Artificial Intelligence research is in full swing. Technological innovations in this field, as well as software development, should serve to strengthen the reliability and performance of systems—as well as their security and resilience against the actions of hostile actors.

5. The security of AI, a significant issue in this era

The incorporation of Artificial Intelligence into the various productive sectors and the democratization of access to AI, with tools available to SMEs and not only to large companies, represents a new milestone in the technological revolution we have experienced in recent decades.

Therefore, AI security risks must be central to public debate and the heart of business strategies.

Successful attacks against AI systems can have catastrophic repercussions for the companies that develop them, but also for the companies that use them and the public: exfiltration of private data, disinformation, loss of reputation, legal consequences…

It’s therefore essential to address AI security throughout its lifecycle by implementing adequate security controls and conducting continuous security assessments.

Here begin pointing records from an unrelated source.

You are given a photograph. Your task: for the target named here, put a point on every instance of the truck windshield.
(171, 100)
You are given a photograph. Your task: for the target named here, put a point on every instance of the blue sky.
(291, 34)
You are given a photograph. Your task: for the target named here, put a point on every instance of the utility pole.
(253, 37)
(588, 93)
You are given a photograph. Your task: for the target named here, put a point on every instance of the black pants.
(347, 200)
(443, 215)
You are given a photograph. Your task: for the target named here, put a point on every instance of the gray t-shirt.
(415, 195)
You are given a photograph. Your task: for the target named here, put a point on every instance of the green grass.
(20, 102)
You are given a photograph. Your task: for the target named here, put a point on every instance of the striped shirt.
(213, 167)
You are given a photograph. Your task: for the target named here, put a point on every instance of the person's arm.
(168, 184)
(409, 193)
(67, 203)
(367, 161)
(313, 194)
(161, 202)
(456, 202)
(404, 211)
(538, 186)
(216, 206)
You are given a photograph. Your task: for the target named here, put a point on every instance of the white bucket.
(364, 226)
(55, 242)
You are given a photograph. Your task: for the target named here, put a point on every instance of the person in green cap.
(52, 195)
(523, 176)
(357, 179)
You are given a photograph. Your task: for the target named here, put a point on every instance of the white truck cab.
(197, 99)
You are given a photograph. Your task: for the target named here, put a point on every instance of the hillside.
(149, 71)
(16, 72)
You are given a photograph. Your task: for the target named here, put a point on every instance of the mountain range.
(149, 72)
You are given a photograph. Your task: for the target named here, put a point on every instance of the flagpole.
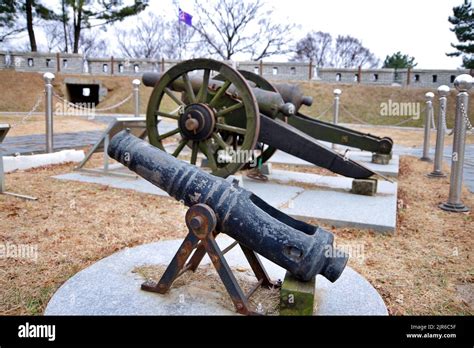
(179, 33)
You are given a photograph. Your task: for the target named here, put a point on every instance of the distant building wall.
(298, 71)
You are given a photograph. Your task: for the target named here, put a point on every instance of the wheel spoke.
(204, 146)
(202, 94)
(170, 94)
(168, 134)
(194, 152)
(167, 115)
(220, 92)
(231, 128)
(189, 88)
(180, 147)
(217, 137)
(229, 109)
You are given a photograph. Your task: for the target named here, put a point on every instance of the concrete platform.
(109, 287)
(301, 195)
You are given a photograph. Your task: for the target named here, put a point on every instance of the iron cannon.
(220, 110)
(217, 205)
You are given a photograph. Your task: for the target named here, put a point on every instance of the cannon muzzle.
(287, 101)
(302, 249)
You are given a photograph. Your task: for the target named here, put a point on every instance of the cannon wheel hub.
(197, 122)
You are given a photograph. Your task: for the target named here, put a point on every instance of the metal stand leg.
(175, 268)
(201, 222)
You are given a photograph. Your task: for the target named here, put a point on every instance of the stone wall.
(298, 71)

5.1. Security-by-design and throughout the lifecycle

As ENISA’s guide on AI and cybersecurity points out, the security-by-design concept, widely used in software development, must be transferred to the AI arena.

How? By integrating cybersecurity controls, mechanisms, and best practices in the early stages of designing and developing AI systems and the applications and IT infrastructures that support them. Thus, the EU agency recommends:

1. Conduct security testing and perform threat modeling to identify vulnerabilities, flaws, and attack vectors.
2. Commit to secure coding practices and perform source code audits to detect bugs and vulnerabilities.
3. Implement secure practices for data processing to ensure confidentiality and prevent data corruption or mining.
4. Execute security tests to identify security problems early in the development process. Tests such as DAST are essential to manage dynamic cybersecurity risk and prioritize threats.
5. Ensure that AI systems are designed transparently, and their behavior can be audited on an ongoing basis to detect anomalous behavior and correct it before it leads to security incidents.

In short, AI security risks must be addressed with the utmost efficiency and rigor by judiciously applying all the wealth of knowledge, best practices, tests, and methodologies designed by cybersecurity professionals in recent decades.

To this end, it’s essential to introduce security controls from the first phase of an AI system’s lifecycle, to have multidisciplinary teams in place, and to carry out comprehensive monitoring of the AI supply chain.

AI is essential to optimize cybersecurity services. And cybersecurity is the best shield to protect this technology from hostile actors.